"We found that cells with damaged DNA stopped dividing, and lung cells with too much damage could no longer be repaired, thus contributing to the emphysema," she continued. "These results are one of the clearest examples of telomere length, which is an inherited factor, interacting with an environmental insult to cause disease. In fact, our results in mice suggest that short telomeres might contribute to how cigarette smoke accelerates aging in the lung in some individuals."
Dr. Armanios hopes that this new research will lead into new insights into identifying new ways to preserve lung function with age.

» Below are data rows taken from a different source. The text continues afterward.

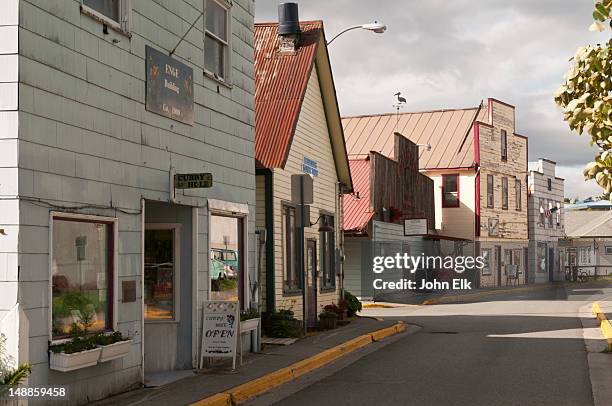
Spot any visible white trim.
[142,222,182,324]
[202,0,233,86]
[47,211,119,344]
[191,207,200,368]
[140,197,146,384]
[80,0,132,34]
[206,199,250,309]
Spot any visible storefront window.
[51,216,114,338]
[144,228,177,320]
[210,216,242,301]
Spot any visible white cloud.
[256,0,609,197]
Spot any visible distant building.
[528,159,565,283]
[562,210,612,276]
[343,98,528,286]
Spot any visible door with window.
[495,245,502,286]
[306,240,317,327]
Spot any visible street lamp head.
[361,21,387,34]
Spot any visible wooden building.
[255,21,352,324]
[343,98,528,286]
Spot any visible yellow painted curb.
[192,321,406,406]
[591,302,612,351]
[192,393,232,406]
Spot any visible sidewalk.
[364,282,563,305]
[93,318,396,406]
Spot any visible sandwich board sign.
[200,300,240,369]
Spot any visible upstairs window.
[50,213,116,340]
[204,0,230,82]
[442,174,459,207]
[81,0,131,35]
[501,130,508,161]
[502,177,508,210]
[514,179,521,211]
[487,175,495,209]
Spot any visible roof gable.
[342,107,487,169]
[255,21,352,192]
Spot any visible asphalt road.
[254,286,612,406]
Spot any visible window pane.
[210,216,242,300]
[204,35,225,78]
[83,0,119,22]
[51,219,112,337]
[206,0,227,41]
[144,230,175,320]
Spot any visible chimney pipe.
[278,3,300,35]
[278,3,301,53]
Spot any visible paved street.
[253,285,612,406]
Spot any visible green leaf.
[593,10,606,21]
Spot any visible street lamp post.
[327,21,387,45]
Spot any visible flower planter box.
[240,317,261,333]
[99,340,134,362]
[49,348,102,372]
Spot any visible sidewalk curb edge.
[191,321,406,406]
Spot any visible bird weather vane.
[393,92,406,132]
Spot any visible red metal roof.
[342,107,487,169]
[344,158,374,231]
[255,21,323,168]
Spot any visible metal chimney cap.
[278,3,300,35]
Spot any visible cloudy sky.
[255,0,610,197]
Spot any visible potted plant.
[323,302,347,320]
[240,308,261,332]
[91,331,133,362]
[49,337,102,372]
[319,310,338,330]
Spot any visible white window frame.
[202,0,232,86]
[206,199,252,310]
[80,0,132,36]
[142,223,182,324]
[47,211,119,344]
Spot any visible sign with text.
[174,173,212,189]
[202,300,240,367]
[404,219,427,236]
[302,156,319,177]
[145,46,193,125]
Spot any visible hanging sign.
[145,46,193,125]
[174,173,212,189]
[200,300,240,369]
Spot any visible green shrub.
[240,308,259,321]
[344,290,362,317]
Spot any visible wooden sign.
[174,173,212,189]
[145,46,193,125]
[200,300,240,369]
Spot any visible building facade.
[343,98,528,286]
[527,159,565,283]
[255,21,352,325]
[0,0,256,404]
[343,133,438,299]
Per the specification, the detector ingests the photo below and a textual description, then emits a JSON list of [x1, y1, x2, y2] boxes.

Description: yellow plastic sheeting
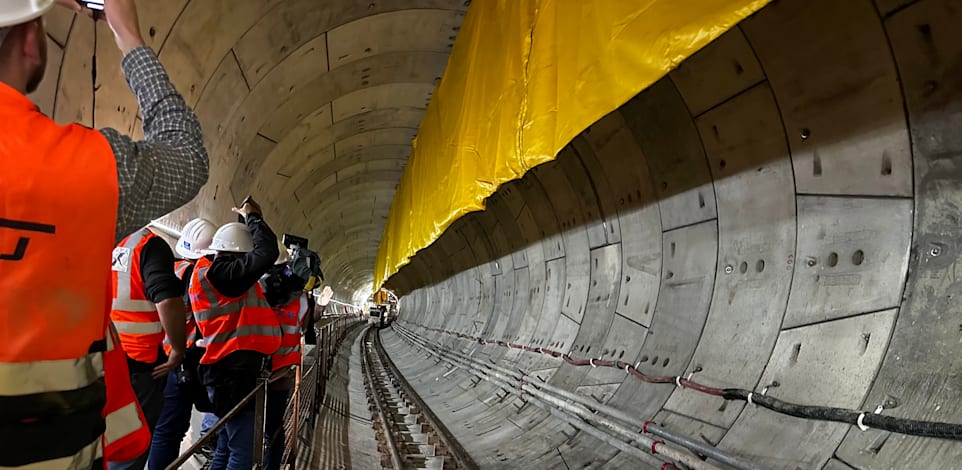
[[374, 0, 770, 286]]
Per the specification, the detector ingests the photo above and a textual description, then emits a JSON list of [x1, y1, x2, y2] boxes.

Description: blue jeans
[[147, 373, 194, 470], [210, 396, 254, 470], [200, 413, 220, 438], [107, 372, 165, 470], [264, 390, 291, 470]]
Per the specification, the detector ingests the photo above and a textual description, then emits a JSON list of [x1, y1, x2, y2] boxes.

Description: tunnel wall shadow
[[378, 0, 962, 468]]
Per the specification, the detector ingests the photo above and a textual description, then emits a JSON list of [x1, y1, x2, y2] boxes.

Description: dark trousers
[[264, 389, 291, 470], [147, 373, 194, 470], [107, 372, 166, 470]]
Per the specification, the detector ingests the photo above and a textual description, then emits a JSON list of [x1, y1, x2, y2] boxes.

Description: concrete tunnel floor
[[33, 0, 962, 470]]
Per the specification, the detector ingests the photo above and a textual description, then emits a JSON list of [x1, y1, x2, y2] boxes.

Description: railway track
[[361, 327, 478, 470]]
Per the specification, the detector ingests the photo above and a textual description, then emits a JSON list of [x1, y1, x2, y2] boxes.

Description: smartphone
[[77, 0, 105, 20], [77, 0, 104, 11]]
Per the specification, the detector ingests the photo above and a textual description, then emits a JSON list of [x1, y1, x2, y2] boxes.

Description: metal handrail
[[165, 315, 359, 470]]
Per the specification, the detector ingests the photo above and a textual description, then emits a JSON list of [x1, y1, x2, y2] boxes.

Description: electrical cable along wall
[[376, 0, 962, 469]]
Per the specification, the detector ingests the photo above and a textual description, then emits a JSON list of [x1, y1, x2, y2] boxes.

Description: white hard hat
[[174, 218, 217, 259], [208, 222, 254, 253], [0, 0, 54, 28], [274, 241, 291, 265]]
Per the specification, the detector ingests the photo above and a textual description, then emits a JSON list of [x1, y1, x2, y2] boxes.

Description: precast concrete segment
[[41, 0, 962, 469], [33, 0, 467, 298], [378, 0, 962, 469]]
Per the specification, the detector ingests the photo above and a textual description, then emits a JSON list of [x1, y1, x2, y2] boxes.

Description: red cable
[[429, 328, 724, 398], [651, 441, 665, 455]]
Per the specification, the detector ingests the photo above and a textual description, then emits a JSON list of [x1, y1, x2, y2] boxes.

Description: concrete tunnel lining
[[34, 0, 962, 469]]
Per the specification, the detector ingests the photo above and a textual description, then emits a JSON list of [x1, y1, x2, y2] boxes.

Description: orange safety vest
[[164, 259, 197, 356], [188, 257, 281, 364], [110, 228, 164, 364], [271, 294, 307, 371], [104, 324, 150, 462], [0, 83, 146, 469]]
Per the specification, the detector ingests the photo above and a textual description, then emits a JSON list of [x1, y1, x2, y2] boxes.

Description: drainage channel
[[361, 327, 478, 470]]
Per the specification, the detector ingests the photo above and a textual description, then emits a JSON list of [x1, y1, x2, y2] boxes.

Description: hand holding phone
[[75, 0, 106, 20]]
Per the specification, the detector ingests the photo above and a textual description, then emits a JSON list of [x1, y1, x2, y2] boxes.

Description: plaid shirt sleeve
[[100, 46, 209, 240]]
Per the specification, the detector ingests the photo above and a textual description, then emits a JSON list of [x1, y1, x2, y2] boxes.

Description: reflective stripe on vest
[[271, 294, 307, 371], [0, 352, 104, 396], [110, 229, 164, 363], [0, 83, 118, 470], [189, 257, 281, 364], [103, 325, 150, 462]]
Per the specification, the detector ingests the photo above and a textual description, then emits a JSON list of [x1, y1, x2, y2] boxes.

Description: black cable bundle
[[722, 388, 962, 440]]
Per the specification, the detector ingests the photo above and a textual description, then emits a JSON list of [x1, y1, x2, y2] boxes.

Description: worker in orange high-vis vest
[[109, 228, 186, 470], [262, 247, 333, 470], [189, 198, 281, 470], [147, 218, 217, 469], [0, 0, 208, 470]]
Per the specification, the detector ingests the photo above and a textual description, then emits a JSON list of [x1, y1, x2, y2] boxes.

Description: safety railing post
[[254, 378, 269, 470]]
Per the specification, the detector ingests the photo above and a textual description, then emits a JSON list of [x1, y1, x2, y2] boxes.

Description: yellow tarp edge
[[374, 0, 770, 289]]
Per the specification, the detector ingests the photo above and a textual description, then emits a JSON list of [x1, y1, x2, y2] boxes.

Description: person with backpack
[[189, 198, 281, 470], [261, 247, 333, 470]]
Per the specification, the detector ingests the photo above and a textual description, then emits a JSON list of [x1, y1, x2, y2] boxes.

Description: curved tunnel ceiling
[[381, 0, 962, 470], [34, 0, 962, 470], [34, 0, 470, 298]]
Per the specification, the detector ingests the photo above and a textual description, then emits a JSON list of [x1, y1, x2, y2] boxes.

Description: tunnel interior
[[33, 0, 962, 469]]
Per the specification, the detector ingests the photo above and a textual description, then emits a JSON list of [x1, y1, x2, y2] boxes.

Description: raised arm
[[101, 0, 209, 240]]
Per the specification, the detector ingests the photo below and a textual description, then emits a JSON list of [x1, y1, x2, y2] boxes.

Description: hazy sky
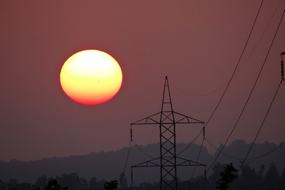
[[0, 0, 285, 160]]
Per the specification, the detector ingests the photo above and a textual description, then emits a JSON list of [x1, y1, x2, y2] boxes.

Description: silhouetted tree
[[120, 172, 128, 189], [45, 179, 68, 190], [104, 180, 118, 190], [217, 163, 238, 190]]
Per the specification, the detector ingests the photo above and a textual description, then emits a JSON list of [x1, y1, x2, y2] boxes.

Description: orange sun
[[60, 50, 123, 105]]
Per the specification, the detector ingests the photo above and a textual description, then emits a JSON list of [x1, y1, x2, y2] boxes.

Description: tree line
[[0, 163, 285, 190]]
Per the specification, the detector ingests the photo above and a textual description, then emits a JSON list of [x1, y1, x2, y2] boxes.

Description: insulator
[[131, 168, 134, 187], [281, 60, 284, 80], [204, 169, 207, 181], [130, 127, 133, 142]]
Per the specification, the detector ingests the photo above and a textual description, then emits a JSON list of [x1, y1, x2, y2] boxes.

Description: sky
[[0, 0, 285, 160]]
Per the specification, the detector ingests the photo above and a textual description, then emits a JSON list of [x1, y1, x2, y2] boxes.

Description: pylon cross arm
[[176, 157, 206, 167], [131, 158, 160, 168], [173, 111, 205, 124], [131, 112, 161, 126]]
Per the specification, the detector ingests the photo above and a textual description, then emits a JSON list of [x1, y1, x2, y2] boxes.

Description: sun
[[60, 50, 123, 105]]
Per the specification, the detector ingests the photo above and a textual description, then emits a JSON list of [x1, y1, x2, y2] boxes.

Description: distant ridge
[[0, 140, 285, 182]]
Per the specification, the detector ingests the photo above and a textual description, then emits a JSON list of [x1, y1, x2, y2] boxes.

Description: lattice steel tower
[[131, 76, 205, 190]]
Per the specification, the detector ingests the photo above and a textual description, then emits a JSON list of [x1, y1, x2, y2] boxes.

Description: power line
[[192, 138, 205, 178], [241, 80, 282, 167], [202, 0, 264, 127], [177, 129, 203, 155], [160, 0, 264, 157], [207, 10, 285, 170], [247, 142, 285, 162]]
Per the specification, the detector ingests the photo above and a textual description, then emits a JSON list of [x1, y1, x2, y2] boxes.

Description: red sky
[[0, 0, 285, 160]]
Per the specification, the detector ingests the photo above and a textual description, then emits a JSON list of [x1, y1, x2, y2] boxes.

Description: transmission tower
[[280, 52, 285, 82], [131, 76, 206, 190]]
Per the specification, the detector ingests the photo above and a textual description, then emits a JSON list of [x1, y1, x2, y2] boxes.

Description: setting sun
[[60, 50, 123, 105]]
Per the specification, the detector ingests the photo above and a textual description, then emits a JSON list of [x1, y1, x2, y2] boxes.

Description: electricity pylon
[[280, 52, 285, 82], [131, 76, 205, 190]]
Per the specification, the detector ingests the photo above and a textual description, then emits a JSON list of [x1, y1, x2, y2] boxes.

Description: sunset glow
[[60, 50, 123, 105]]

"It's important to remember that there is no good reason to smoke and the best way to prevent emphysema is to stop smoking," she said.
Previously, Dr. Armanios and her group had shown that shortened telomeres cause a disease known as idiopathic pulmonary fibrosis (IPF), a disorder of unrelenting scarring in the lung. IPF occurs with emphysema in some individuals, and the incidence of both disorders increases with age and with smoking. "By linking telomere length to both disorders, there is now clear suggestion that they may share a common mechanism that can be traced to telomeres."
Further research must be done to confirm that the observed findings are applicable to humans, and, if so, what mechanisms might underlie them. "Now that we have examined the question of susceptibility in a rigorous genetic model, we can begin to study how telomere length affects emphysema risk in susceptible populations."